We can all relate to checking the front door a few times, or maybe walking back into the kitchen more than once to see if the stovetop is really turned off. These small intrusions are just a glimpse into what a person with obsessive compulsive disorder, or OCD, has to deal with. About 1 in 40 people have symptoms severe enough to fit the clinical definition of OCD: when their rituals (or repetitive behaviours) take up more than one hour of their day and cause a lot of stress.

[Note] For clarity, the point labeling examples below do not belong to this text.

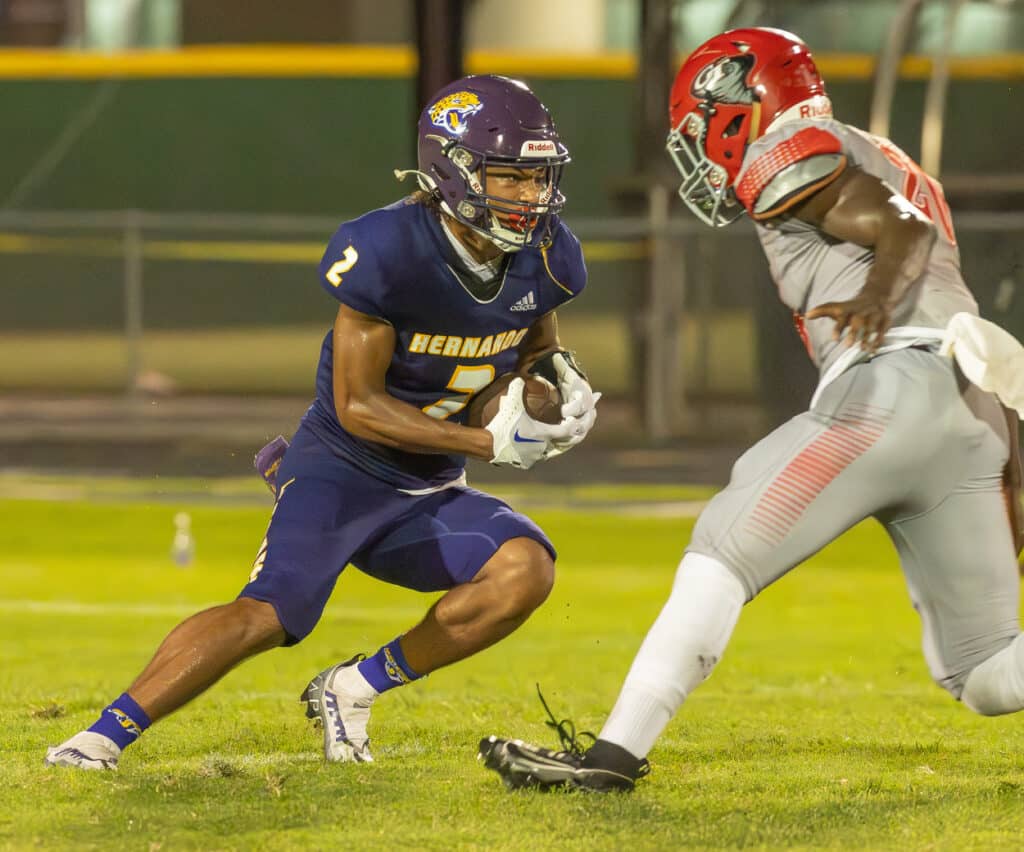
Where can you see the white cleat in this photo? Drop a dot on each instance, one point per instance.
(85, 751)
(339, 698)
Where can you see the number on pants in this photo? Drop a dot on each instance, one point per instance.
(465, 380)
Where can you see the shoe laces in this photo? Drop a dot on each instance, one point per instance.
(568, 736)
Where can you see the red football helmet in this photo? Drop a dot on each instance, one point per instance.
(728, 93)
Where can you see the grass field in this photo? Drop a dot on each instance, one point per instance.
(820, 728)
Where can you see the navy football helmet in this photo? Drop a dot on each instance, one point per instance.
(481, 122)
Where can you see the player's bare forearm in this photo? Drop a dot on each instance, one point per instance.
(861, 209)
(541, 339)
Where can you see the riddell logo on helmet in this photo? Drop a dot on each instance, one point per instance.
(542, 147)
(815, 111)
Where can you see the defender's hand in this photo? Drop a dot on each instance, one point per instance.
(863, 320)
(518, 439)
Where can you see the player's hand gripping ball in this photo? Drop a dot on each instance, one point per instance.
(541, 398)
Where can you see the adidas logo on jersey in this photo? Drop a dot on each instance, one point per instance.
(527, 302)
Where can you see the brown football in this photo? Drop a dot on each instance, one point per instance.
(541, 397)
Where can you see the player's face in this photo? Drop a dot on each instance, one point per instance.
(512, 190)
(517, 184)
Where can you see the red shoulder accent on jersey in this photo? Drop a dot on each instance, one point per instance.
(807, 142)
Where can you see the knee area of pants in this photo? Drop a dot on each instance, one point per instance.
(525, 578)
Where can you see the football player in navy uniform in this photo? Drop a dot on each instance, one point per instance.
(860, 244)
(438, 294)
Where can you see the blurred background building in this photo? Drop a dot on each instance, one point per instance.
(172, 169)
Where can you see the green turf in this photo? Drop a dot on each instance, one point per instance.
(820, 728)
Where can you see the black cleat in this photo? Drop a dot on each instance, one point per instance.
(604, 767)
(522, 765)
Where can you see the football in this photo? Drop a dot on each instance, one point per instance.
(542, 399)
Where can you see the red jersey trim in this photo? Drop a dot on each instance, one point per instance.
(807, 142)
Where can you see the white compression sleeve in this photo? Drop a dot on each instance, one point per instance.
(996, 686)
(679, 652)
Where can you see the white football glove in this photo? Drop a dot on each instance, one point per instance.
(581, 401)
(521, 441)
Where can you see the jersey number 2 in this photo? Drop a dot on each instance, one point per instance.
(339, 267)
(466, 381)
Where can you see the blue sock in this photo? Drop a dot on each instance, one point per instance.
(387, 669)
(123, 721)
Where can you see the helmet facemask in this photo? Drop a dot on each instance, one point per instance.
(707, 186)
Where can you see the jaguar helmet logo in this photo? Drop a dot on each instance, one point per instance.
(724, 81)
(452, 111)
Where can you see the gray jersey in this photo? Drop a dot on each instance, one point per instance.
(811, 268)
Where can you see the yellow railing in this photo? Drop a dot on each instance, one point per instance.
(399, 61)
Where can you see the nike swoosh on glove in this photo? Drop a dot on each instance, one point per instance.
(518, 439)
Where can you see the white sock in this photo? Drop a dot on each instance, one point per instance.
(996, 686)
(679, 652)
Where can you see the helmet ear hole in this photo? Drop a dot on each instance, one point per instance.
(733, 127)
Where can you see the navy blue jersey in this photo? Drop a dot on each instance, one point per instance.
(393, 263)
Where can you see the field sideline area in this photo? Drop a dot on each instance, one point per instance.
(819, 729)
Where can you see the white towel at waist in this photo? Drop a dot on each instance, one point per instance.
(989, 356)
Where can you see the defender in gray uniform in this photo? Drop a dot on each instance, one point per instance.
(861, 246)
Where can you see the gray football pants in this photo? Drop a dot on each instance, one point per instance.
(903, 438)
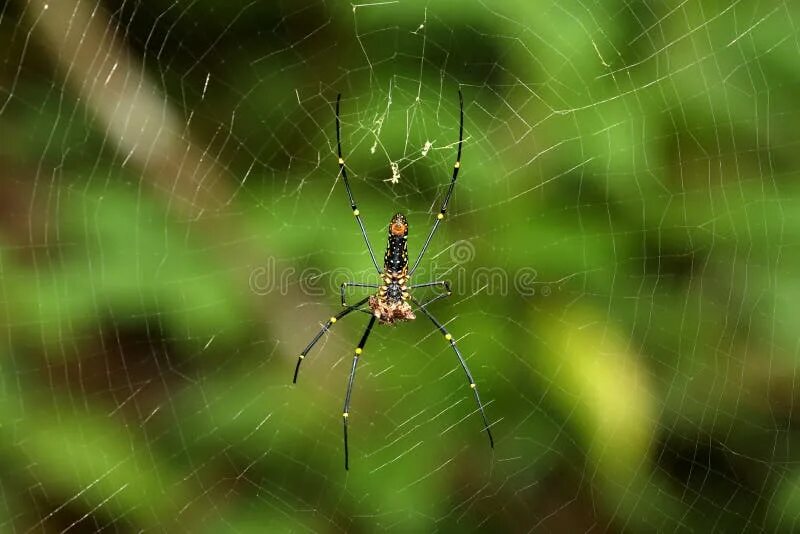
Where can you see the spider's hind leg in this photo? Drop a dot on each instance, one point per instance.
(345, 285)
(438, 283)
(463, 363)
(325, 328)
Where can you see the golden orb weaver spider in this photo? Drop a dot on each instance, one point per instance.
(391, 302)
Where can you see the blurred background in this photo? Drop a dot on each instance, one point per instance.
(622, 246)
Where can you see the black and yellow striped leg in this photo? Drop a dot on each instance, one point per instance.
(346, 411)
(324, 329)
(471, 380)
(343, 173)
(444, 283)
(446, 201)
(345, 285)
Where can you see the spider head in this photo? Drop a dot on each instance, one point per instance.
(398, 225)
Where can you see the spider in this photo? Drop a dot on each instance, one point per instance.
(392, 302)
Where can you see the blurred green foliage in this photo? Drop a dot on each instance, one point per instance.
(639, 157)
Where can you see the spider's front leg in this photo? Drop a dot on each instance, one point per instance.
(345, 285)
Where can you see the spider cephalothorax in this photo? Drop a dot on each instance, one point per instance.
(392, 302)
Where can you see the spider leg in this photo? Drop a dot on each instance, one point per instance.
(471, 380)
(324, 329)
(443, 283)
(345, 285)
(434, 299)
(456, 167)
(346, 411)
(343, 173)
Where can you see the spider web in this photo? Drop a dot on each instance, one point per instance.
(620, 244)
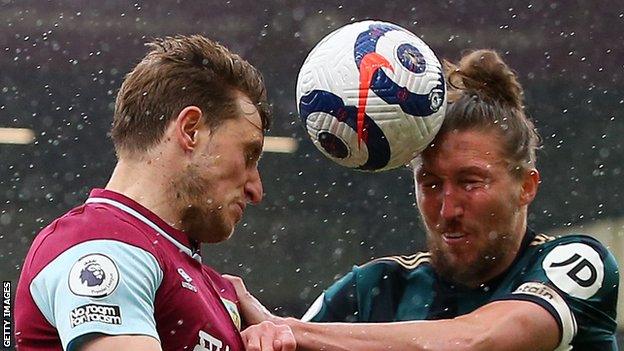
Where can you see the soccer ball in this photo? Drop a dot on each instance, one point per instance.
(371, 95)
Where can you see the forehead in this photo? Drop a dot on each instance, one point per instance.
(457, 150)
(248, 110)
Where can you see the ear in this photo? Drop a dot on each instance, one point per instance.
(187, 125)
(530, 183)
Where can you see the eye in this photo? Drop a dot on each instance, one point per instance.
(429, 184)
(472, 183)
(252, 157)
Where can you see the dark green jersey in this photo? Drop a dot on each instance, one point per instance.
(574, 277)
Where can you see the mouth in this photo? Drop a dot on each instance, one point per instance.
(240, 209)
(454, 238)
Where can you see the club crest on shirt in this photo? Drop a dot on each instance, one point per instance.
(233, 311)
(188, 281)
(93, 275)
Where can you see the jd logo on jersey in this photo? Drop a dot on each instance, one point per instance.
(575, 268)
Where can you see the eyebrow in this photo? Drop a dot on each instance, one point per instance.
(254, 147)
(461, 171)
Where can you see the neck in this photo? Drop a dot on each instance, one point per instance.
(513, 248)
(145, 180)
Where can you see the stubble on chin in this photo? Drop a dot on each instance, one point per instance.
(451, 268)
(200, 218)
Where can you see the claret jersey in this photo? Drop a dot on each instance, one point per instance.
(574, 278)
(113, 267)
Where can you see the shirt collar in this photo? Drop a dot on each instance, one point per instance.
(136, 210)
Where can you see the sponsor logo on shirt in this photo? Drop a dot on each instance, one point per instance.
(208, 342)
(575, 269)
(537, 289)
(108, 314)
(93, 275)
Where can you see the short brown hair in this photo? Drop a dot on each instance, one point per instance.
(484, 93)
(178, 72)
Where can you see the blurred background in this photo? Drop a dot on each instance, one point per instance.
(62, 62)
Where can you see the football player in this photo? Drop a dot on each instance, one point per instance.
(123, 271)
(488, 282)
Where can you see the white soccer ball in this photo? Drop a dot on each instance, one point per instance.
(371, 95)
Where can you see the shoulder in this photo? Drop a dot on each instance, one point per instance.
(392, 268)
(80, 226)
(399, 263)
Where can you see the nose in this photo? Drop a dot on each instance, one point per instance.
(253, 187)
(452, 206)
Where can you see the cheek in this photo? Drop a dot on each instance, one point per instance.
(428, 206)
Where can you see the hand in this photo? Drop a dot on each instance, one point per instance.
(268, 336)
(253, 311)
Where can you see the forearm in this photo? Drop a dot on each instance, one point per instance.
(441, 335)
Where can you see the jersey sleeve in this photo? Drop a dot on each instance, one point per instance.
(576, 280)
(99, 286)
(337, 304)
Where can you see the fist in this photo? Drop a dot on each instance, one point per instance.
(268, 336)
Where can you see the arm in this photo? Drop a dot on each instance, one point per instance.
(505, 325)
(502, 325)
(121, 342)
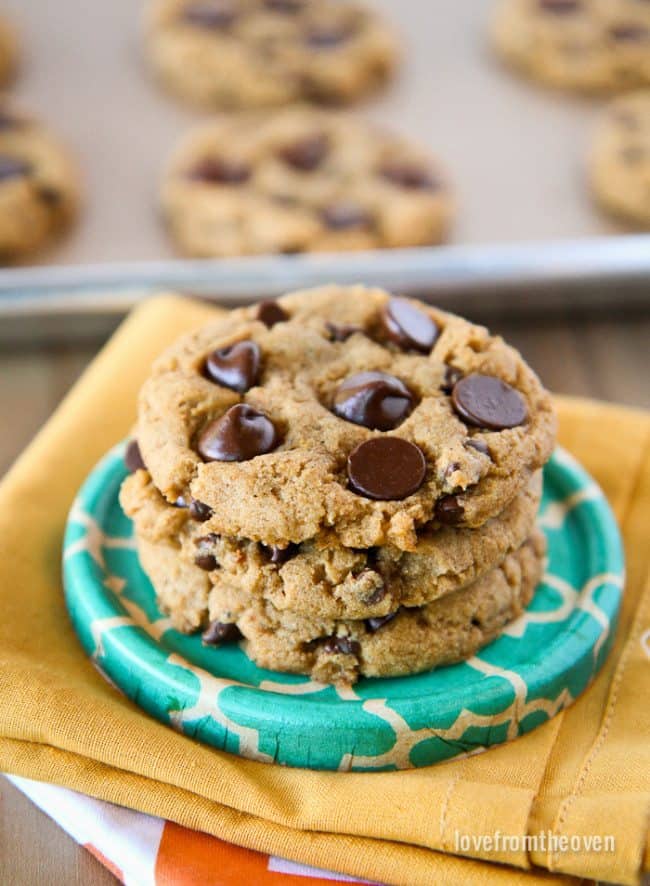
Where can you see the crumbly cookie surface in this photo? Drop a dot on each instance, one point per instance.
(38, 184)
(301, 180)
(261, 53)
(332, 582)
(620, 158)
(273, 462)
(586, 45)
(409, 641)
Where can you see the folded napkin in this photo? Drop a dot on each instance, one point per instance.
(585, 773)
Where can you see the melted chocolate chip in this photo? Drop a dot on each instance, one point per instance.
(341, 216)
(199, 511)
(408, 326)
(342, 331)
(219, 171)
(13, 167)
(221, 632)
(211, 14)
(448, 510)
(235, 366)
(452, 376)
(204, 558)
(375, 400)
(488, 402)
(239, 435)
(479, 445)
(307, 153)
(373, 624)
(405, 175)
(270, 313)
(341, 646)
(559, 7)
(133, 457)
(386, 468)
(279, 555)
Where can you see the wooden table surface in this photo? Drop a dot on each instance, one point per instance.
(603, 356)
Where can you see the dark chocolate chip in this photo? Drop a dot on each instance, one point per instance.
(488, 402)
(375, 400)
(479, 445)
(210, 14)
(133, 457)
(386, 468)
(277, 554)
(240, 434)
(287, 7)
(408, 326)
(341, 646)
(204, 558)
(342, 331)
(199, 511)
(559, 7)
(235, 366)
(452, 376)
(206, 561)
(221, 632)
(405, 175)
(219, 171)
(449, 510)
(373, 624)
(307, 153)
(341, 216)
(270, 313)
(629, 33)
(13, 167)
(328, 36)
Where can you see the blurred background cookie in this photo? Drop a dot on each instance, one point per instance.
(8, 51)
(620, 158)
(301, 180)
(585, 45)
(38, 184)
(251, 53)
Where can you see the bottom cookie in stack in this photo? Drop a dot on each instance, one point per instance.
(480, 580)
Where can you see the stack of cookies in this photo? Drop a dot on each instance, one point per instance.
(345, 480)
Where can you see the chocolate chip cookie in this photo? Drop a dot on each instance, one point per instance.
(586, 45)
(38, 184)
(342, 415)
(620, 158)
(314, 581)
(301, 180)
(261, 53)
(406, 641)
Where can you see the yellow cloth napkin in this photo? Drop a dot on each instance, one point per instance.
(585, 772)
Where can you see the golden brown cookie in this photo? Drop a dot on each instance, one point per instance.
(301, 180)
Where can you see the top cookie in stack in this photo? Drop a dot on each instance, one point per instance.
(347, 478)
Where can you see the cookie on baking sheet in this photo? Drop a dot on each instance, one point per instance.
(8, 51)
(319, 582)
(38, 184)
(342, 415)
(584, 45)
(407, 641)
(619, 165)
(301, 180)
(260, 53)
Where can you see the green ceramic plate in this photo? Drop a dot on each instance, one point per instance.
(218, 696)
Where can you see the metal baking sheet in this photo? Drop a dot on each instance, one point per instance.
(514, 151)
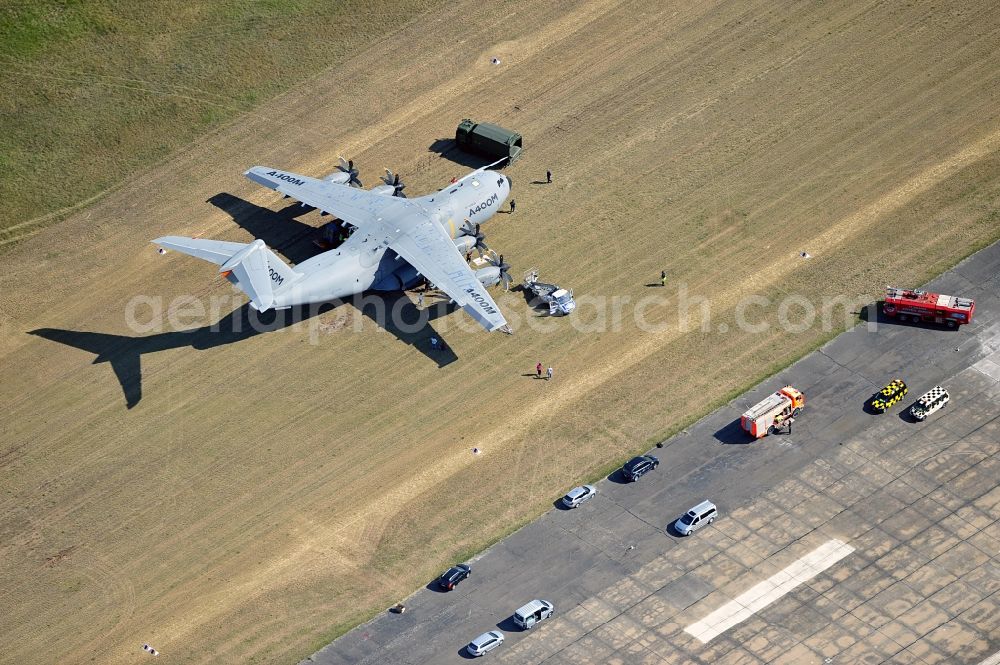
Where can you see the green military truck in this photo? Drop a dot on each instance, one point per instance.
(489, 140)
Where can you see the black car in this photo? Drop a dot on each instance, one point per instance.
(450, 578)
(636, 467)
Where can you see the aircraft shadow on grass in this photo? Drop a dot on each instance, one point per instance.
(125, 353)
(281, 230)
(448, 149)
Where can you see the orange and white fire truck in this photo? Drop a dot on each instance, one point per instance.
(913, 305)
(773, 412)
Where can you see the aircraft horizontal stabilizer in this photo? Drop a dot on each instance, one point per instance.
(253, 268)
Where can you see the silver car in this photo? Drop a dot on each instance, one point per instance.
(578, 495)
(485, 643)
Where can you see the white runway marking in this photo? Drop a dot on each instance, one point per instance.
(761, 595)
(992, 660)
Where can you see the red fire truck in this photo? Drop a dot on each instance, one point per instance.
(914, 305)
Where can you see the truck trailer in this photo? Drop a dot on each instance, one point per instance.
(915, 305)
(773, 412)
(489, 140)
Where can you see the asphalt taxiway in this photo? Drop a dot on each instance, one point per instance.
(858, 538)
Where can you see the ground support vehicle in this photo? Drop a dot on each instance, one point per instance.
(489, 140)
(559, 300)
(772, 412)
(530, 614)
(893, 392)
(931, 401)
(915, 305)
(701, 515)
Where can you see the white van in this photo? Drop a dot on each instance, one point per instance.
(532, 613)
(702, 514)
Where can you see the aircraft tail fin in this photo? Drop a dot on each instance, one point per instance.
(253, 268)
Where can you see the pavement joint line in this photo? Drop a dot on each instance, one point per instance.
(992, 660)
(764, 593)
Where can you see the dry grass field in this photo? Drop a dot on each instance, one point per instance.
(92, 92)
(268, 492)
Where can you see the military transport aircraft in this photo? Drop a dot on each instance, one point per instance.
(396, 244)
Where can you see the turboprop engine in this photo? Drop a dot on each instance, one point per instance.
(465, 244)
(393, 185)
(345, 174)
(495, 273)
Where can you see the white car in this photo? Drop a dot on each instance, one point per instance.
(485, 643)
(578, 495)
(702, 514)
(929, 402)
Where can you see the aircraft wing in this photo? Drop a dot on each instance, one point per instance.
(428, 248)
(399, 224)
(357, 207)
(216, 251)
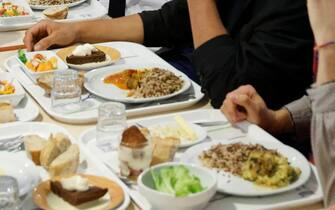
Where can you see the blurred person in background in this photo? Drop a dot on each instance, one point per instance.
(220, 43)
(119, 8)
(314, 114)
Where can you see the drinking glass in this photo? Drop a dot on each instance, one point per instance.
(66, 92)
(9, 193)
(111, 124)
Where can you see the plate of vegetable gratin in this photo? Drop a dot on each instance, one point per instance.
(251, 168)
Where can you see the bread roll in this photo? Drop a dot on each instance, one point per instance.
(56, 12)
(62, 141)
(34, 144)
(7, 113)
(65, 164)
(49, 153)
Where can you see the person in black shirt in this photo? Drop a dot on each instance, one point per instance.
(267, 44)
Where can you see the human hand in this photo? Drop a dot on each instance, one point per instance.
(245, 103)
(322, 19)
(47, 33)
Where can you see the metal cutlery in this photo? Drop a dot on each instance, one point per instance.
(13, 144)
(211, 123)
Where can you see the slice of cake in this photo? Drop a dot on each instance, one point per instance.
(76, 190)
(84, 54)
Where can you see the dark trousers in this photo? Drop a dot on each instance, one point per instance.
(117, 8)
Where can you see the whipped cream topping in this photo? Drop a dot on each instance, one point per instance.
(76, 183)
(84, 50)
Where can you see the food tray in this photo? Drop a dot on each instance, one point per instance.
(18, 19)
(44, 129)
(89, 10)
(26, 110)
(309, 193)
(131, 53)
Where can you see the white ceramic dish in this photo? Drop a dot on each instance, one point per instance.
(19, 93)
(43, 7)
(165, 201)
(95, 84)
(18, 19)
(309, 193)
(24, 170)
(230, 184)
(128, 57)
(47, 54)
(92, 166)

And then there are the more extreme cases, like Harlan Kirshenbaum. At just 20 years old, his life should have been opening up to relationships, work and having fun. Instead, over the 13 years of his illness, he developed more than 100 daily rituals that made him a virtual slave to his disease. He became housebound and unable to touch or look at family members in fear that he would make them sick. As he describes it, he was the puppet and his OCD was the puppet master.
|Harlan Kirshenbaum shares his story in the video.|
The reason Harlan shares his story in my video is to reach others who may not know where to turn for help. Harlan did eventually get the treatment he needed, and his story has a hopeful message for anyone looking for direction. The video also has insights from Dr. Peggy Richter, one of Canada’s foremost experts in the areas of OCD. If there is one message she wants to have heard, it’s that OCD is a treatable condition.